It may seem that I became quiet all of the sudden, but really I’ve been busy. A week ago, I flew to Washington, DC, for the annual meeting of the Transportation Research Board. I had a poster accepted for a poster session, and was able to get approval to travel. The meeting was better than I expected, but DC in January was also much as I expected: too damn cold! There was some sun, yes, but the wind could be biting at times.
One neat thing was that my hotel was in Dupont Circle, and I visited both the bookstore and cafe areas of Kramerbooks and Afterwords Cafe (on different occasions, and DID NOT buy any books at Kramer’s), and had a good time browsing in Second Story Books, where I confess I DID buy two used books. They were having a 20% off sale, so each of my five dollar books was only four dollars. One of them was a hardcover of Winter Trees by Sylvia Plath, which I’d borrowed from the library and read more than once in my youth, and am thrilled to have found at such a great price.

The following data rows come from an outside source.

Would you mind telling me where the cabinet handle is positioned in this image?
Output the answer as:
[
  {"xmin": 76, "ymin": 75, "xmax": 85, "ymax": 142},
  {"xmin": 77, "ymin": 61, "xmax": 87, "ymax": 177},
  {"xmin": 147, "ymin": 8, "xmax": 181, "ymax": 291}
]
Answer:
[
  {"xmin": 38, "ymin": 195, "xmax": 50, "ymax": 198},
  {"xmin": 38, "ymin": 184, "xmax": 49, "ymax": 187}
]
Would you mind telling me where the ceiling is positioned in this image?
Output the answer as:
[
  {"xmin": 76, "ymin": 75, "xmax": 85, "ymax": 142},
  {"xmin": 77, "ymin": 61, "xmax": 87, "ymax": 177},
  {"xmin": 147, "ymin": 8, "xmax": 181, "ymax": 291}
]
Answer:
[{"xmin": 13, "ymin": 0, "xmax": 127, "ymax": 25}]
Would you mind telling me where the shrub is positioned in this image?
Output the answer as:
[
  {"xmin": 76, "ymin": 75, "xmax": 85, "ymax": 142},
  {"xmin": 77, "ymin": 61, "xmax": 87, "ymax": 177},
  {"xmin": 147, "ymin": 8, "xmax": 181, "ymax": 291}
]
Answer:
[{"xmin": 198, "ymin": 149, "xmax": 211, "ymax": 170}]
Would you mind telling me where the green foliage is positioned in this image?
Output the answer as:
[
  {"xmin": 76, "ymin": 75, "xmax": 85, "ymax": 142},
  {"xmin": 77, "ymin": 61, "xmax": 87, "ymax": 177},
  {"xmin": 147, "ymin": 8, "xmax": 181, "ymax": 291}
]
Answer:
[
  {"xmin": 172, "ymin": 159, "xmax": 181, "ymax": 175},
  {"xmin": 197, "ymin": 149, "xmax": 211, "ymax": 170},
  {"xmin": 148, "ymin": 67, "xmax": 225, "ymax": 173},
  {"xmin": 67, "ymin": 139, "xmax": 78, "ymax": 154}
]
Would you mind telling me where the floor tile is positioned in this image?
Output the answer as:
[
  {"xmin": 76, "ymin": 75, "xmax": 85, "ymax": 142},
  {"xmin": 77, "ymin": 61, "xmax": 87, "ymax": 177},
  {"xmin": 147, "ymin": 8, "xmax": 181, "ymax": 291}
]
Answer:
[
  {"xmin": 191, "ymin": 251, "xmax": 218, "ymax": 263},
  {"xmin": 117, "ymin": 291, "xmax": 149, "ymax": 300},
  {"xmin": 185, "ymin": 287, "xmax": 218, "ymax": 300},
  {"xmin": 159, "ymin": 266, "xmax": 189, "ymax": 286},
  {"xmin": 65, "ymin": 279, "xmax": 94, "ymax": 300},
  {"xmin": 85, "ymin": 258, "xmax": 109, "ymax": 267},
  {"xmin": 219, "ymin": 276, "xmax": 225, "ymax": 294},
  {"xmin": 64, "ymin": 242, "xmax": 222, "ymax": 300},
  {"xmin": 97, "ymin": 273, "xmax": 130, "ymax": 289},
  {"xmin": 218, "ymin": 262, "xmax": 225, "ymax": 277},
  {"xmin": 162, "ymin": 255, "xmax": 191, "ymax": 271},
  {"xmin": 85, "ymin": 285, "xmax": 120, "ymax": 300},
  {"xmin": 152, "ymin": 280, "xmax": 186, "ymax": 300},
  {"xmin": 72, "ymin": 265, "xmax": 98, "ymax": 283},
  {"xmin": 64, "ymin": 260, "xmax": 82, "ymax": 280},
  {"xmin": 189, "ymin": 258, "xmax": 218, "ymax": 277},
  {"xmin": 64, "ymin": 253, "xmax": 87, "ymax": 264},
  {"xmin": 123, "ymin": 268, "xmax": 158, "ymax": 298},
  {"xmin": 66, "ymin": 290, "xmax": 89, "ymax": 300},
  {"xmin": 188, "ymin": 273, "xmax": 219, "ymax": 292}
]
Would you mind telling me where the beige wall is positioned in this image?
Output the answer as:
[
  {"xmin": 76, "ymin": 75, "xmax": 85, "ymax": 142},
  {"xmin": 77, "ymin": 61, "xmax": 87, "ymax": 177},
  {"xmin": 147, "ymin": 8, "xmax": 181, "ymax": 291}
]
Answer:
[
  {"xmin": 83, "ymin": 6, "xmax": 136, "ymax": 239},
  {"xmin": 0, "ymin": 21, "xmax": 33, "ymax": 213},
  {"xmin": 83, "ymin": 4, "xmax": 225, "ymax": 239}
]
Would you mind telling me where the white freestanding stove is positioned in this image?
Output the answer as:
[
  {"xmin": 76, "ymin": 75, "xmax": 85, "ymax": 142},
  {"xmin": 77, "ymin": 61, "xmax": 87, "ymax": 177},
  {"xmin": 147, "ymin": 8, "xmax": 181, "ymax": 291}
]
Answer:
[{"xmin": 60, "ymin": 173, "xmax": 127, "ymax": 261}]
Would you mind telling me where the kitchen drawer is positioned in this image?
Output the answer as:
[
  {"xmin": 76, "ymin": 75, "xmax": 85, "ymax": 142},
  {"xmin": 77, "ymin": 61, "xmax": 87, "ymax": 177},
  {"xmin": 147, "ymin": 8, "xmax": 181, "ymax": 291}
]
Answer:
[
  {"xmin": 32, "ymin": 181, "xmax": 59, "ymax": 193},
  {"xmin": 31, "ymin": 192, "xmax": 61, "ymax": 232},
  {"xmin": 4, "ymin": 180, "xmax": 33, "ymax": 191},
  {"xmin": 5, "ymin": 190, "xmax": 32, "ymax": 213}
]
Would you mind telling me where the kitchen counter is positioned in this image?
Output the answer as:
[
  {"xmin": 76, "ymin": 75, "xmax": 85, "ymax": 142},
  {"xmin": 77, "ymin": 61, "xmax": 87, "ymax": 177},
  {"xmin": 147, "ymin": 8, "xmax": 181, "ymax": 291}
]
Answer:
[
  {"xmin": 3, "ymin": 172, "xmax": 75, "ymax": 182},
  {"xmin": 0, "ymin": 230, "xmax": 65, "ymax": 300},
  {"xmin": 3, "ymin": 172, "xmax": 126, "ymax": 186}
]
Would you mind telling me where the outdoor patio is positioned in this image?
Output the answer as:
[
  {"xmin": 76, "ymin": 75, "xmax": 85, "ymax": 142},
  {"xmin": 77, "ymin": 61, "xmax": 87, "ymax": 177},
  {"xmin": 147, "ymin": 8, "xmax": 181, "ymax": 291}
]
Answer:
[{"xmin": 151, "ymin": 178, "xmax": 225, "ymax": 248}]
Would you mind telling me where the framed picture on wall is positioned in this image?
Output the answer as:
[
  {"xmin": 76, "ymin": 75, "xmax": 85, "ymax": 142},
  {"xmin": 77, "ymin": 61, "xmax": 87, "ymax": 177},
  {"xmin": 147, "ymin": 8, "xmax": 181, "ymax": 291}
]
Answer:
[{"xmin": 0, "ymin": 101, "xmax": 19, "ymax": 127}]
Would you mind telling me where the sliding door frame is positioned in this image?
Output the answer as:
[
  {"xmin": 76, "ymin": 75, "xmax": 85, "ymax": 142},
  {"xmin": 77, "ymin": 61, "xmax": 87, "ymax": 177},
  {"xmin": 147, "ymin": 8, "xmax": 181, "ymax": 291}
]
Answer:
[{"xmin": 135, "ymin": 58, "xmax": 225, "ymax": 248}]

On my flight to DC last Saturday, I started reading The Children by Edith Wharton, as I’m scheduled to do a post for The Classics Circuit at the end of this month. I read four or five chapters on the plane, and enjoyed getting into the story. Then, I ended up not reading any more of it during my trip — nor did I continue Vanity Fair on my iPod Touch, nor begin my next audiobook. The conference was good, but it took a lot out of me; I was getting to bed too late, and then rising early to attend sessions. I never had a long enough down time to focus on reading.
On the flight home, Edith was my companion once again, and I was glad to have her. (My other companion, the guy in the seat next to me, had an Amazon Kindle, and yes I asked him about it, and yes he told me how much he loves it. That was my first time seeing one in real life. Not bad!) I read some more before bed, and found it hard to put down, and even (I hate to admit it) skipped ahead to glance at the ending. I read some more on Friday evening, and plan to get ready for bed soon and read at least half an hour more before sleep. I am off work Monday, and looking forward to some extra reading time.
Today I got some overdue housecleaning done, kitchen and bathroom that badly needed my attention, and started a new audiobook: The Mayor of Casterbridge by Thomas Hardy. Although my copy of the book is part of a “three-novels-in-one” edition, I think it will be fair to count this one for my RYOB Challenge. I’m already into the third hour of the audio, and I love it. I’ll probably need to do some dusting tomorrow or Monday, so should be able to get through more of that this weekend as well as the Edith Wharton. Vanity Fair has not been abandoned, but merely set aside for now; I’ll pick it up again after my post for The Classics Circuit is done.
It feels good to get back to my reading. Now I just need to get back on the treadmill! Thank heavens for three-day weekends.